Call to Action: Reduce the speeds for which corridors are coordinated, or even better, remove coordination entirely, to reduce potential for motorists speeding.

Traffic engineers, we need you. But not for your traditional role of optimizing traffic flow. We need you to do your part for getting us through this pandemic. We need you to exercise the tremendous control you have over our streets to help reduce transmission of COVID-19 and reduce the burden of traffic collisions on the healthcare system. You have potential to be heroes to society in our time of need and save thousands if not millions of lives.

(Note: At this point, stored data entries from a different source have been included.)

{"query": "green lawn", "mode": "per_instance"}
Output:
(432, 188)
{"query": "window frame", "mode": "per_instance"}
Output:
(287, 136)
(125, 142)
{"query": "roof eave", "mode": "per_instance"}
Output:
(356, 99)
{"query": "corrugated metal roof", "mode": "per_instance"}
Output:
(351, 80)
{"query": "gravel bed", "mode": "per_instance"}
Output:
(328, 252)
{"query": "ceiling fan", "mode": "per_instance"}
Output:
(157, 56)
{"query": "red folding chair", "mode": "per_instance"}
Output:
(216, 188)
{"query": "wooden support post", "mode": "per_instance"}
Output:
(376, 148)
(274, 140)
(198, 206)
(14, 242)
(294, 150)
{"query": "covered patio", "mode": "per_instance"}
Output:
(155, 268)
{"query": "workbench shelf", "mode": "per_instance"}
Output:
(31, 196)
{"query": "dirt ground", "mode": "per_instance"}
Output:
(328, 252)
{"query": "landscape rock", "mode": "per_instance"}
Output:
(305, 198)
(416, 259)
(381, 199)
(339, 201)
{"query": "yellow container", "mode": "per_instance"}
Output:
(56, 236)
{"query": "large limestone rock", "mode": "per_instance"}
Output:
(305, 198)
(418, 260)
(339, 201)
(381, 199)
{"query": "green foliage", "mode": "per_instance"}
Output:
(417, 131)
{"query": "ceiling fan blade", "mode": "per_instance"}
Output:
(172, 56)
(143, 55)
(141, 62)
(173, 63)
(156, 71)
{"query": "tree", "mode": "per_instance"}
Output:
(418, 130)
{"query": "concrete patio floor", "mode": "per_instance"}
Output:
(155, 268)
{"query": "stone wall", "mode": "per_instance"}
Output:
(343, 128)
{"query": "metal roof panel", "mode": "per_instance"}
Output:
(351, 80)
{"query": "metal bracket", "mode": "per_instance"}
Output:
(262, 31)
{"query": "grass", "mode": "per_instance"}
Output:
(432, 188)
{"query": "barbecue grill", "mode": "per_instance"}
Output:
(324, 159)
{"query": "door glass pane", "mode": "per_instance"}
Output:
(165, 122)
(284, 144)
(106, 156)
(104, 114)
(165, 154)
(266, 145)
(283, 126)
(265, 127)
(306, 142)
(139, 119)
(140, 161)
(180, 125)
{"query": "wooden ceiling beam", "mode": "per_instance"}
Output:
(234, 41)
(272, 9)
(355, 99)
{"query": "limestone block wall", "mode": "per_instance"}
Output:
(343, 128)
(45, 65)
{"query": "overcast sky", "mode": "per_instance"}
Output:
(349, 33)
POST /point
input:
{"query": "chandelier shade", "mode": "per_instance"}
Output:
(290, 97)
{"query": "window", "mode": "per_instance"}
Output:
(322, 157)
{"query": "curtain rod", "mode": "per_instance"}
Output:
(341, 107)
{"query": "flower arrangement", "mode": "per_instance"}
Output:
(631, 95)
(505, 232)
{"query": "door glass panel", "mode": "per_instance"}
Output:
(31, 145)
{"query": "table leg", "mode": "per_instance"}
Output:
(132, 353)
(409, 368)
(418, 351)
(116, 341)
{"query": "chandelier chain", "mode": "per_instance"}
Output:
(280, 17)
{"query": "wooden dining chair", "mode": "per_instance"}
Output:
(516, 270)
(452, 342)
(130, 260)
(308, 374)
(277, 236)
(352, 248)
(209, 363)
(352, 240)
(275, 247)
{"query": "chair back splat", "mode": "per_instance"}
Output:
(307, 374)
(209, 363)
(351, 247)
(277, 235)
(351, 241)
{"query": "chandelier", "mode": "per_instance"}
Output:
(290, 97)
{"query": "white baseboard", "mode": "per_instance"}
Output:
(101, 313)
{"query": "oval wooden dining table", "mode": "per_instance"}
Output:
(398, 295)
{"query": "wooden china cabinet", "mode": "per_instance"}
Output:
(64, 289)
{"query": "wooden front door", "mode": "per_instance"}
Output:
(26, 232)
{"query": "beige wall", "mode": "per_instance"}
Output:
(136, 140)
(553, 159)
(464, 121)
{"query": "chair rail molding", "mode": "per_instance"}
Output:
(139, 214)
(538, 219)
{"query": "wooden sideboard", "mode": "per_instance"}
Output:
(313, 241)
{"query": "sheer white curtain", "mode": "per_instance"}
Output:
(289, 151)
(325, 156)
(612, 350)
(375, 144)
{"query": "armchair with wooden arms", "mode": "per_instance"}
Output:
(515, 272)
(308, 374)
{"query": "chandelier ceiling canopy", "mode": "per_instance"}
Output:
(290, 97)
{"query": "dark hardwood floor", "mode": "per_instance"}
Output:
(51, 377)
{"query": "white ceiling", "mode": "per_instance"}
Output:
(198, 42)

Will you rise to the call?


  1. Have an independent light just for pedestrians ONLY. During which, NO vehicles including bicycles should be making left , right turn or going strait through during the pedestrian crossing.


  2. I’m a traffic signal engineer, in Oregon. What works in downtown Portland does not work for traffic lights on state highways. Portland has many pedestrians and cyclists, but on state highways they are few and far between. Recalling the pedestrian service is extremely inefficient if you don’t have pedestrians. That’s not going to happen. I hate having to push the button too, it should only require waving a hand and not physically touching, we just haven’t done that yet. There are cameras that detect pedestrians at some locations. Lastly, removing coordination would cause gridlock stop and go traffic, which is more dangerous for everyone because it increases wrecks. When working on coordinated lights, this is very obvious when you’re making adjustments and one is out of step.


    1. Thanks for your comment. My post was not suggesting to break coordination, but rather to lower the speed for which signals are coordinated. I’m not sure how it’s done elsewhere but where I live, major-minor street signals will have long cycles and long green times for the major street, making it easy to speed through all of them. Peter Furth published some interesting research on how to use coordination as a tool to mitigate speeding opportunities that I would love to see implemented:

      Curious to know your thoughts on that.